29.12.2008 - die wichtigsten Inhalte des Newsletter:
+++ China, HSV und der Weihnachtsmann +++
+++ Hessische Teams in den Bundes- und Oberligen +++
Zitat Jürgen Roser: Ich habe den Konflikt zwischen Ihnen und Hans-Dieter Post um die URL www.hessischer-schachverband.de bisher eher am Rande verfolgt. Wenn ich das richtig verstehe, haben Sie jetzt Hans-Dieter Post per Rechtsanwalt verklagt, die URL Ihnen zum 07.01.2009 zu übergeben. Seit einigen Jahren bin ich ehrenamlich wieder aktiv.

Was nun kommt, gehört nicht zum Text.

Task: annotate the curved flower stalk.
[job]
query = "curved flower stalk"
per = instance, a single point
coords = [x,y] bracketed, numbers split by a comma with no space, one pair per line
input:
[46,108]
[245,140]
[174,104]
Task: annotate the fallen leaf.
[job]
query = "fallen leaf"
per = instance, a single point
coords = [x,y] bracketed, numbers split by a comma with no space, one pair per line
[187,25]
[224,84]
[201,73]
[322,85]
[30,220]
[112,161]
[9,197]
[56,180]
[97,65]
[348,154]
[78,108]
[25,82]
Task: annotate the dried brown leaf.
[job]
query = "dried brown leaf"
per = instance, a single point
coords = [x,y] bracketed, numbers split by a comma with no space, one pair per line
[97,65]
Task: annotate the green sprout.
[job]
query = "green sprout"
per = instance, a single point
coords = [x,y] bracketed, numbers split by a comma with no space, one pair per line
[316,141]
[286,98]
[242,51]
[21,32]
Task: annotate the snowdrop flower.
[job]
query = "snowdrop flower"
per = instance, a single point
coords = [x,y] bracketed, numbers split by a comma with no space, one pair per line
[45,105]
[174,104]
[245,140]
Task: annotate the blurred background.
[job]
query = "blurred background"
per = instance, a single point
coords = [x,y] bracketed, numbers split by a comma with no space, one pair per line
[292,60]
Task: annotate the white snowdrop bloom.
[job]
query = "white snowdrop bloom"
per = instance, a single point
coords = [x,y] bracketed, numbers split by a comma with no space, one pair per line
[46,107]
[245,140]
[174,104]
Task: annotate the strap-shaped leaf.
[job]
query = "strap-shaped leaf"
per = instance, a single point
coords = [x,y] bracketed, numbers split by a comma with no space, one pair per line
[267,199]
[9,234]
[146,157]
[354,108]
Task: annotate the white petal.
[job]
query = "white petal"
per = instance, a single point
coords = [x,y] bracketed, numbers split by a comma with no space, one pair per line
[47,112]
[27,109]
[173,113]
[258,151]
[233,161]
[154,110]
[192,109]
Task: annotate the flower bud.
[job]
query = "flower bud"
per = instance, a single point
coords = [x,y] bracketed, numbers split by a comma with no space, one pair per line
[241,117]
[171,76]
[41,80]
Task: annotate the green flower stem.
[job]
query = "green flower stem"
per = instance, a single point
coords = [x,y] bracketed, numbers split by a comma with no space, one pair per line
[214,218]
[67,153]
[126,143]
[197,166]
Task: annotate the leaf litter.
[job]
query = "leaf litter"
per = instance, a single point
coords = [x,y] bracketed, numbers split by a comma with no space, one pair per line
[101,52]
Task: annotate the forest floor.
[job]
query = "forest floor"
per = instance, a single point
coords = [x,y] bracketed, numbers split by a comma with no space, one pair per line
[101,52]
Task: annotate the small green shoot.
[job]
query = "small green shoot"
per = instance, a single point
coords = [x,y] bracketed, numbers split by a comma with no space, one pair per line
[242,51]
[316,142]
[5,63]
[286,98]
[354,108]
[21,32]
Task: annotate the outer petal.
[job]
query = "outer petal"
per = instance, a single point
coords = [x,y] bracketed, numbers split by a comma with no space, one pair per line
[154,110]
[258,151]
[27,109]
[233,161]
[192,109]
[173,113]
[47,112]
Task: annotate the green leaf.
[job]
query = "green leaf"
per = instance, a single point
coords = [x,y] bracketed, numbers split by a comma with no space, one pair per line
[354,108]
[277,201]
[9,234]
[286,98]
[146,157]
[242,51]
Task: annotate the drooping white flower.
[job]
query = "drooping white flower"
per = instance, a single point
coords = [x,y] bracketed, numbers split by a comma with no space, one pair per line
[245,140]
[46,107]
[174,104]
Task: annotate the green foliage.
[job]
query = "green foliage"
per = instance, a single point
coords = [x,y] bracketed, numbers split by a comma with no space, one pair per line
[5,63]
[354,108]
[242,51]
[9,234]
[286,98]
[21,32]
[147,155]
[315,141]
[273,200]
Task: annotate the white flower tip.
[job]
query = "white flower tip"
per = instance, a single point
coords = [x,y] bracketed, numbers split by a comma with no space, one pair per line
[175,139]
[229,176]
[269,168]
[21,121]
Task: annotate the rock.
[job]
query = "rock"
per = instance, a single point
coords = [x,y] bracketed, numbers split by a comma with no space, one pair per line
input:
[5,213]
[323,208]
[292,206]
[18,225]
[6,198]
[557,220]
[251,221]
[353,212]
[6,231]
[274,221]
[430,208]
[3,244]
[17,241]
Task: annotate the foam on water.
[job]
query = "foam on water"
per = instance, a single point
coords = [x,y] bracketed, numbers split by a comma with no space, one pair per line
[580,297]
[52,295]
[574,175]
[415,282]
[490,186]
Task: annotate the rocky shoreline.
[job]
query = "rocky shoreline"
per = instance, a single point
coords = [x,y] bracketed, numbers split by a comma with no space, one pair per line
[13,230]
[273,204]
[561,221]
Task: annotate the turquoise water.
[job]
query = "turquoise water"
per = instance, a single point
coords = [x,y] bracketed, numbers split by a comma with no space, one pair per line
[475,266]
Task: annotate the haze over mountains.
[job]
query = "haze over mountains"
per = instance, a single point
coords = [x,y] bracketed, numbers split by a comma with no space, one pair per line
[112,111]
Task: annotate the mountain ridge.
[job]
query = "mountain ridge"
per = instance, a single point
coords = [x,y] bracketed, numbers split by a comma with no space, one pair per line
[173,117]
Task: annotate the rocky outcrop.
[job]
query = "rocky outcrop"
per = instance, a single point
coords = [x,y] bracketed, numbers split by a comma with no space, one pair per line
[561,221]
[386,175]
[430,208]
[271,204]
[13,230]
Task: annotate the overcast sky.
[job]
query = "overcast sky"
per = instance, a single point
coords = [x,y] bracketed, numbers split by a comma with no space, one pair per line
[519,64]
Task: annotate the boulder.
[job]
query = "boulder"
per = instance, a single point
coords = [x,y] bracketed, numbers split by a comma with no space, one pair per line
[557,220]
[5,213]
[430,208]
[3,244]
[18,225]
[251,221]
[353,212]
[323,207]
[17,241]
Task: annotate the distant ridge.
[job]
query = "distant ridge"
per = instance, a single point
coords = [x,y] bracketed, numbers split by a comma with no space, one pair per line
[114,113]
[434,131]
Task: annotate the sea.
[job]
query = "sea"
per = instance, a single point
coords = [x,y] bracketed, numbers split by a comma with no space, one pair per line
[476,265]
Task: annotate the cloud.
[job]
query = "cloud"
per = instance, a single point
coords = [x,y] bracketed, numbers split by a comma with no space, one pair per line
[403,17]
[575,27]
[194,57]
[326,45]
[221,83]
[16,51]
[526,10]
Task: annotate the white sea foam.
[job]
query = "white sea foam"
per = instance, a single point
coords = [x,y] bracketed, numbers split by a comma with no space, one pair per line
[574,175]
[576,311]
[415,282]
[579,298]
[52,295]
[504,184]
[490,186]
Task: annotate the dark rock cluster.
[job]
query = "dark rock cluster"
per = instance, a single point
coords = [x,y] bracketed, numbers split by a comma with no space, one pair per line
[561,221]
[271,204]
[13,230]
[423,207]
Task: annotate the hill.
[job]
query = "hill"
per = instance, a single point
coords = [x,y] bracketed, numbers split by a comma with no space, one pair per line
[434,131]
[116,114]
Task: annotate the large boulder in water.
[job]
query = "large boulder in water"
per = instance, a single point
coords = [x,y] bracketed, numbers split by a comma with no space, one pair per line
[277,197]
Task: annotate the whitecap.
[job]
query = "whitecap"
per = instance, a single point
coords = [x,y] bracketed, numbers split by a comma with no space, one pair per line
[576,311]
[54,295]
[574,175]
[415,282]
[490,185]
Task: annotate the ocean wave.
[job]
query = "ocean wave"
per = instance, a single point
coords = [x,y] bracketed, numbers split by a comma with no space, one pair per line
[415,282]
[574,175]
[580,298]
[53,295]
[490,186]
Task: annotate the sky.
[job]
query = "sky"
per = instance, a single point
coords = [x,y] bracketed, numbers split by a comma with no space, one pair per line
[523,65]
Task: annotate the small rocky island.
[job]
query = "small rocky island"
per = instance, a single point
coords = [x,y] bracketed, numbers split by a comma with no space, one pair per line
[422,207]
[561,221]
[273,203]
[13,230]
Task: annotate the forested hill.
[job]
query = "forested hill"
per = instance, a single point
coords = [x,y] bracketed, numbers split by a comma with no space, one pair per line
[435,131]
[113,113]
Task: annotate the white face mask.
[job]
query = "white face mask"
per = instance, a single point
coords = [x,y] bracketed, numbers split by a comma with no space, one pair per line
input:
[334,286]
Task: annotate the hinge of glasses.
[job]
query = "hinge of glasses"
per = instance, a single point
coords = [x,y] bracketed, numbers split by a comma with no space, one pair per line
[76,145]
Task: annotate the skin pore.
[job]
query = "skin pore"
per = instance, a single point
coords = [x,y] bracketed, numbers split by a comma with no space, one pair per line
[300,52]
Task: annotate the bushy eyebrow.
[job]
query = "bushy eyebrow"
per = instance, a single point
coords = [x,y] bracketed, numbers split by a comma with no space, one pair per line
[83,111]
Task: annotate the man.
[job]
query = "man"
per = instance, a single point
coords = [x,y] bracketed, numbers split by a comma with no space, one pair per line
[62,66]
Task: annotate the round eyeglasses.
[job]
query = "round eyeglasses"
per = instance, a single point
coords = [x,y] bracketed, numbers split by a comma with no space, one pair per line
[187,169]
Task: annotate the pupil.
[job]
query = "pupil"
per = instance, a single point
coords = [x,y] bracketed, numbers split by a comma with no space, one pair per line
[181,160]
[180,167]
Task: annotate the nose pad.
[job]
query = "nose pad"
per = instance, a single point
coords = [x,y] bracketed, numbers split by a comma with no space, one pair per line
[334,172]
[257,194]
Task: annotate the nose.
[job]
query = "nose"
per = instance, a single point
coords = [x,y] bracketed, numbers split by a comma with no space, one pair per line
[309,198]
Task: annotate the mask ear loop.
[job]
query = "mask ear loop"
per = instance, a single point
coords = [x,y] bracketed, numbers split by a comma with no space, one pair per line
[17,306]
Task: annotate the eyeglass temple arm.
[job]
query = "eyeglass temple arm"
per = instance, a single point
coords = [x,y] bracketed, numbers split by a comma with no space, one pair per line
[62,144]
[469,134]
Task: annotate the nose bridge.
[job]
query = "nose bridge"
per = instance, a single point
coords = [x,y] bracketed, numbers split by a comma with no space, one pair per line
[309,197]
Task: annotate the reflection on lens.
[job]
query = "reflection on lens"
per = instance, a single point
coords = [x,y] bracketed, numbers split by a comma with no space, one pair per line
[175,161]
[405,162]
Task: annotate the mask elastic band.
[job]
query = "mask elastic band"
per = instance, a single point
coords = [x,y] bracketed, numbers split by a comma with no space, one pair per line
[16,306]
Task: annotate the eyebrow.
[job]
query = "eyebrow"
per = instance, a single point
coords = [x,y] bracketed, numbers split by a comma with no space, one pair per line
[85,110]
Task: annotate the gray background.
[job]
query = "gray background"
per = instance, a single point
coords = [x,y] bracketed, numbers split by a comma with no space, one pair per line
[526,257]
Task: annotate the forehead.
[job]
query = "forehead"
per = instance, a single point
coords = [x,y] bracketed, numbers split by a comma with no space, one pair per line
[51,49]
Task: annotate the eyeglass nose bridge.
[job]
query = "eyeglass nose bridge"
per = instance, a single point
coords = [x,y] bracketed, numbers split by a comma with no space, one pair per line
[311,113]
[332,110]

Ich möchte bewußt ein öffentliches Amt bekleiden, dass nicht auf Entgelt ausgerichtet ist. Nun sind Sie als Präsident des Hessischen Schachverbandes ebenso ehrenamtlich tätig. Was mich wirklich sehr überrascht und auch befremdet ist, dass Sie im ehrenamtlichen Bereich Klagen durchführen wie im normalen Berufsleben. (Jürgen Roser, Hessischer Schachverband - Vorsitzender Bezirk 5)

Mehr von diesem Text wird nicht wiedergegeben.